Discussion in 'Anything goes' started by novelist_wannabe, Aug 20, 2012.

  1. Mizzougrad96

    Mizzougrad96 Active Member

    I'm impressed that anyone is loyal to M. Night.

    I loved the Sixth Sense and Unbreakable and thought Signs was OK, but he's on one hell of a downswing lately...
     
  2. DanOregon

    DanOregon Well-Known Member

    Directors: Nolan, Paul Thomas Anderson, Fincher, Coen Brothers
    Writers: Tony Gilroy, Mamet, Brian Helgeland.
     
  3. Buck

    Buck Well-Known Member

    I loved 'Unbreakable,' and 'The Sixth Sense' and 'Signs' were very good.
    I respect 'The Village,' 'Lady in the Water,' 'The Happening' and 'Devil' because, in each case, he has attempted something interesting and different. None of them, ultimately, worked.
     
  4. Brian

    Brian Well-Known Member

    I'm strange in that I only really love films that disorient me. I don't want my views and beliefs to be reassured by a movie. I want to be little shaken as I walk out of theater. Kubrick, Lynch, the Coens, they make movies that make me shudder. I love that.
     
  5. Mizzougrad96

    Mizzougrad96 Active Member

    I don't think I have unrealistic expectations with movies... I want to laugh, I want to think, I want to have fun and every now and then, I want to say, "Wow..."

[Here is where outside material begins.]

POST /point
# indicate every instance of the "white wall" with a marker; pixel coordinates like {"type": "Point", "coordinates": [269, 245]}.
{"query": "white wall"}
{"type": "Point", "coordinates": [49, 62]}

    That doesn't happen nearly enough anymore...
     
  6. TrooperBari

    TrooperBari Well-Known Member

    I agree with a lot of this, especially the bit about "Melancholia." I'd throw "Take Shelter" in there, too. Like music, my most basic requirement for a movie is to make me feel something, not pass straight through me like cotton candy with a Mountain Dew chaser. Joy, despair, disgust, laughter — just move me in some way.

    On the point of small vs. grandiose: I'm more willing to forgive a movie that tries to do something great and falls short than one that's a percentage play designed to do little more than make back its investment. Movie studios will do what they must to stay in business, of course, but who grows up and goes to film school wanting to make the sequel to "Scooby Doo?" Dare to be great.
     
  7. Rosie

    Rosie Active Member

    I will watch any Pixar movie.

    I usually want something light and happy. I have too much doom and gloom in real life.

    But I rarely have time to watch a movie.
     
  8. Bodie_Broadus

    Bodie_Broadus Active Member

    Good luck with that one.
     
  9. turski7

    turski7 Member

    Agree with your musical assessment. So many times a bad soundtrack/score and just ruin a film.
    I thought Eddie Vedder's soundtrack in "Into the Wild" was a major influence on why I liked the movie so much. I read the book, but the music lifted the atmosphere of the movie.
    Also, great storytelling. It's hard nowadays, but a movie like "The Hurt Locker" is a prime example. No political angle, just a fantastic story.